2. Surgical/Invasive Procedures
3. Adjuvant Therapy
(Amitriptyline, Nortriptyline, Imipramine)
Sodium Channel Blockers
NMDA Receptor Antagonists
Propranolol (unknown mechanism)
Nifedipine (unknown mechanism)
Calcitonin (unknown mechanism)
Spinal cord stimulation
Deep brain/thalamus stimulation
Transcutaneous nerve stimulation
Sensory Discrimination training
Cognitive behavioral pain management
Mirror Box Therapy
The patient watches the reflection of their intact limb moving in a mirror between their arms or legs while simultaneously moving the phantom hand or foot in a manner similar to what they are observing so that the virtual limb replaces the phantom limb. Studies have shown the existence of mirror neurons in the brain which fire both at times when an animal performs an action or observes an action. Similar homologous neurons have also been discovered in humans. The presence of mirror neurons in the brain is also supported by the phenomenon of tactile sensation in the phantom limb elicited by touching the virtual image of the limb in the mirror. Since the activation of these mirror neurons modulates somatosensory inputs, their activation may block pain perception in the phantom limb
PLP is a relatively common and disabling entity. Much has been learned much about the pathophysiology and management of PLP since it was first described about five centuries ago. However, there is still no one unifying theory relative to the mechanism of PLP. Specific mechanism-based treatments are still evolving, and most treatments are based on recommendations for neuropathic pain. The evolution of the mechanistic hypothesis from body schema and neuropathic theories to the recently proposed role of mirror neurons in the mechanism of pain have added to our understanding of PLP. Further research is needed to elucidate the relationship between the different proposed mechanisms underlying PLP. A synthesized hypothesis explaining the phenomenon of PLP is necessary in the future for the evolution of more specific mechanism-based treatment recommendations.
Pharmacologic Treatments Note
Of all these options, the most frequently prescribed medications for phantom pain includes tricyclic antidepressants, anticonvulsants, and opioids.
There is insufficient evidence to support the broad efficacy of any of these options.
Most of the positive results seen in literature are to be interpreted with caution, since a majority of the studies are based on limited sample sizes and lack of long-term efficacy and safety outcomes.
Pharmacologic therapy should be tailored to each individual patient based upon their unique complaints and circumstances.
In the News
Makin's study focused on the lingering representation of the limb itself. Makin's interpretation of her results is that the experience of pain is causing the brain reorganization rather than brain reorganization causing the pain.

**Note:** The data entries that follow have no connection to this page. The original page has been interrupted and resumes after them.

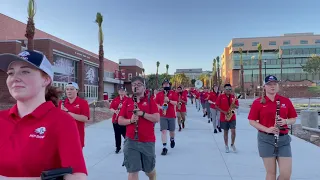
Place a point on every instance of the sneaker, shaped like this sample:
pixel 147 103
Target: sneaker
pixel 164 151
pixel 172 144
pixel 227 149
pixel 233 148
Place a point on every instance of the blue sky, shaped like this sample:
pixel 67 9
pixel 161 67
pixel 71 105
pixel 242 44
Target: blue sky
pixel 181 33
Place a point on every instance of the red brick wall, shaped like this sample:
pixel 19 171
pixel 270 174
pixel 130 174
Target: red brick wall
pixel 11 29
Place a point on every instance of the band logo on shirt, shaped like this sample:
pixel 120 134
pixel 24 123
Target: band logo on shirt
pixel 38 133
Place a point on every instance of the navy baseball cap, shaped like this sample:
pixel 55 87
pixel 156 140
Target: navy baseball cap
pixel 34 58
pixel 270 78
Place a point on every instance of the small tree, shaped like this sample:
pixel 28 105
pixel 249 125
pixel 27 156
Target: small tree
pixel 312 65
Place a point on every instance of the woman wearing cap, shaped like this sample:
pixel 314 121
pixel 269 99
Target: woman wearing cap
pixel 262 116
pixel 77 108
pixel 35 134
pixel 115 107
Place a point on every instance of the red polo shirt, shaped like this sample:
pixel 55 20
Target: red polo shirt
pixel 43 140
pixel 266 113
pixel 183 105
pixel 171 113
pixel 80 107
pixel 213 97
pixel 224 102
pixel 114 105
pixel 145 127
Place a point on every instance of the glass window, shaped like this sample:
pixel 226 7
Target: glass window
pixel 255 43
pixel 272 43
pixel 303 42
pixel 305 51
pixel 237 44
pixel 286 52
pixel 286 42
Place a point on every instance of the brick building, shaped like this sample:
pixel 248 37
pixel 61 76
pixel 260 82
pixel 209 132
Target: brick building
pixel 71 63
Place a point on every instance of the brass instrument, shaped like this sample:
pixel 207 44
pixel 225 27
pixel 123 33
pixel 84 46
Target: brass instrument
pixel 179 103
pixel 165 105
pixel 135 100
pixel 232 108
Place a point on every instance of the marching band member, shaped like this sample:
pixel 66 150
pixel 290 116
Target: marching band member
pixel 139 146
pixel 215 114
pixel 115 107
pixel 35 134
pixel 167 100
pixel 270 115
pixel 181 107
pixel 77 107
pixel 223 103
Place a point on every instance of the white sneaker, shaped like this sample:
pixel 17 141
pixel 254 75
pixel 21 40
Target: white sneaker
pixel 227 149
pixel 233 148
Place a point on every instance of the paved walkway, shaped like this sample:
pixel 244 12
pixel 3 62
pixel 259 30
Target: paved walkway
pixel 199 154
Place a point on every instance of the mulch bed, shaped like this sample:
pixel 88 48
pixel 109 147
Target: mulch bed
pixel 305 134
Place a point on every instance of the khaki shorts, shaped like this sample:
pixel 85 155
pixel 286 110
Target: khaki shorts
pixel 181 115
pixel 139 156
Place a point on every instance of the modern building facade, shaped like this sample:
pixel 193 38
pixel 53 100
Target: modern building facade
pixel 293 50
pixel 70 62
pixel 191 73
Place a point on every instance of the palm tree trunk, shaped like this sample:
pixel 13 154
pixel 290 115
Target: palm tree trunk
pixel 101 72
pixel 242 81
pixel 260 76
pixel 30 31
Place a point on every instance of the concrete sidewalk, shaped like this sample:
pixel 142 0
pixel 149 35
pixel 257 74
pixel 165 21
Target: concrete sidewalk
pixel 199 154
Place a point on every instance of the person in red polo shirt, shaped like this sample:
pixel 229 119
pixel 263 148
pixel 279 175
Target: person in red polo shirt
pixel 223 103
pixel 181 107
pixel 215 114
pixel 76 107
pixel 35 135
pixel 270 115
pixel 167 100
pixel 115 108
pixel 139 114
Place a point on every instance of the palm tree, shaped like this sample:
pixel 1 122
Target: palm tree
pixel 241 67
pixel 218 70
pixel 99 20
pixel 260 66
pixel 157 74
pixel 214 72
pixel 30 31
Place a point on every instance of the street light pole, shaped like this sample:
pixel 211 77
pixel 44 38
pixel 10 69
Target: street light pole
pixel 265 68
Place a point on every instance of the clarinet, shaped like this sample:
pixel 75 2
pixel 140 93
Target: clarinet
pixel 135 100
pixel 276 135
pixel 56 174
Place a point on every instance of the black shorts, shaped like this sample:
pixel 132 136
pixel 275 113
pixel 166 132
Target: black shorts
pixel 228 125
pixel 139 156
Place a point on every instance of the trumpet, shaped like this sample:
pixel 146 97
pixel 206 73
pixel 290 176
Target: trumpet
pixel 179 103
pixel 165 105
pixel 135 100
pixel 232 108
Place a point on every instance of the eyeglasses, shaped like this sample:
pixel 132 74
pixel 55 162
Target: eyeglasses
pixel 137 85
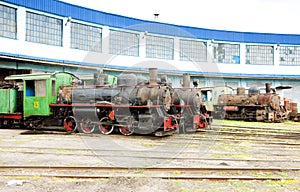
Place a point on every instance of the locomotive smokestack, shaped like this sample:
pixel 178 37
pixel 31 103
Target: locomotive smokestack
pixel 153 76
pixel 241 91
pixel 186 80
pixel 268 87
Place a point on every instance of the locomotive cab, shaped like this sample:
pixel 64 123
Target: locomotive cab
pixel 40 90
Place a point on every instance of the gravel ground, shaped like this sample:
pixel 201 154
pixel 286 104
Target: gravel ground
pixel 143 185
pixel 55 150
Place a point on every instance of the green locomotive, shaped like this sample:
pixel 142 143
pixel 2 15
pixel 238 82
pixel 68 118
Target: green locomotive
pixel 26 101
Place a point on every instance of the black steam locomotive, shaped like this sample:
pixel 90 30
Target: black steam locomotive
pixel 130 106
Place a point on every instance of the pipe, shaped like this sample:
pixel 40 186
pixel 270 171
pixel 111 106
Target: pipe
pixel 186 81
pixel 268 87
pixel 153 76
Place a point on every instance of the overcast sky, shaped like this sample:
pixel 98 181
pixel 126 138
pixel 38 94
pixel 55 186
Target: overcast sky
pixel 271 16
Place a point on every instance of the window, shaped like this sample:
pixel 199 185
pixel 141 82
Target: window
pixel 289 55
pixel 193 51
pixel 8 22
pixel 159 47
pixel 36 88
pixel 86 37
pixel 226 53
pixel 259 55
pixel 123 43
pixel 43 29
pixel 53 87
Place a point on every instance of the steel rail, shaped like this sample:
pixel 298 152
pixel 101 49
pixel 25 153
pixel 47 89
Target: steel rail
pixel 239 173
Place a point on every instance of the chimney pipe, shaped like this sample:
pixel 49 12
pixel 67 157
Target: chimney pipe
pixel 153 76
pixel 268 87
pixel 186 80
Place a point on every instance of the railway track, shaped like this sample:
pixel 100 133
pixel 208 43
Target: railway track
pixel 242 173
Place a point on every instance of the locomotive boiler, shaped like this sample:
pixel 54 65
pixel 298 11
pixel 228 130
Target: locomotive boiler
pixel 253 106
pixel 128 107
pixel 192 111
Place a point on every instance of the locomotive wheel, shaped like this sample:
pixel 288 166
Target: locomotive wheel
pixel 107 127
pixel 125 131
pixel 87 126
pixel 70 124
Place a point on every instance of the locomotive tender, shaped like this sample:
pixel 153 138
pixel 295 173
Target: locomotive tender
pixel 254 106
pixel 57 99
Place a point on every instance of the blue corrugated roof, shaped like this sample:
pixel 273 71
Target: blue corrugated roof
pixel 89 15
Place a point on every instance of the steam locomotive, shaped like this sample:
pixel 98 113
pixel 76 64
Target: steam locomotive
pixel 60 99
pixel 254 106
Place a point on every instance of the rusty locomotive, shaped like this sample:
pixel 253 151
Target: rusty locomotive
pixel 254 106
pixel 129 106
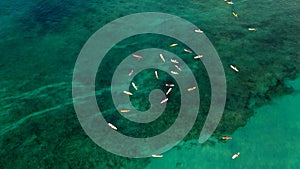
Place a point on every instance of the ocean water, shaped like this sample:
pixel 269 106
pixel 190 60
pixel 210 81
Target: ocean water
pixel 40 42
pixel 270 140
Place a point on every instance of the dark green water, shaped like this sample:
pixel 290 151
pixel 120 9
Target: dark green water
pixel 39 44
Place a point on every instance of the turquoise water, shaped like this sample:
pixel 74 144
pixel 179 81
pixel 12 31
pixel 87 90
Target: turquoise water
pixel 41 39
pixel 270 140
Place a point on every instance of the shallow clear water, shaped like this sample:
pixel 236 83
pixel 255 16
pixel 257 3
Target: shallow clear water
pixel 270 140
pixel 39 44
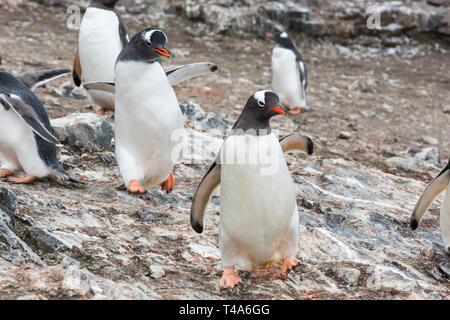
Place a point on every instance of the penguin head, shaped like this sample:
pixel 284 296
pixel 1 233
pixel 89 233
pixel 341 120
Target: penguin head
pixel 281 38
pixel 260 107
pixel 147 45
pixel 106 3
pixel 265 104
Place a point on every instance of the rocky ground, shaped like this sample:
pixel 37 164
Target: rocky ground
pixel 380 124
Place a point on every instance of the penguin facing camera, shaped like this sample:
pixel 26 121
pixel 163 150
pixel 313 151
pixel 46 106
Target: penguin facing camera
pixel 289 75
pixel 258 210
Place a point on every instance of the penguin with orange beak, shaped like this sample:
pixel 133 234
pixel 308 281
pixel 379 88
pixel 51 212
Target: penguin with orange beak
pixel 289 75
pixel 258 210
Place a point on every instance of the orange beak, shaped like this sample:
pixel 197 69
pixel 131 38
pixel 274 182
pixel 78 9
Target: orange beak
pixel 280 109
pixel 163 52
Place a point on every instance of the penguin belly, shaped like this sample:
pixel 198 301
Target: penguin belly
pixel 258 217
pixel 149 123
pixel 99 46
pixel 444 220
pixel 286 77
pixel 18 148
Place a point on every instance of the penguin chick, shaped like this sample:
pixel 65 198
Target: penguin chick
pixel 436 187
pixel 27 142
pixel 258 211
pixel 289 76
pixel 148 117
pixel 101 37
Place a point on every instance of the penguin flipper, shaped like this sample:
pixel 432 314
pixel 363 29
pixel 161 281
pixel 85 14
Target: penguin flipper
pixel 296 141
pixel 36 79
pixel 201 198
pixel 188 71
pixel 434 188
pixel 100 86
pixel 76 70
pixel 29 115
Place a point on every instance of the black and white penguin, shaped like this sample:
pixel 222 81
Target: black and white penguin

But physiotherapist Lorimer Moseley of the University of South Australia, who was not involved in the study, disagreed. The two explanations of phantom pain are different paradigms, Moseley said — "there is no reason to suggest that one is true and the other is not." However, he challenged the interpretation that the pain causes the brain remapping, because the experience of pain arises from the brain, he said.
The problem, Moseley said, is the study shows that pain and remapping are correlated, but does not show that one causes the other.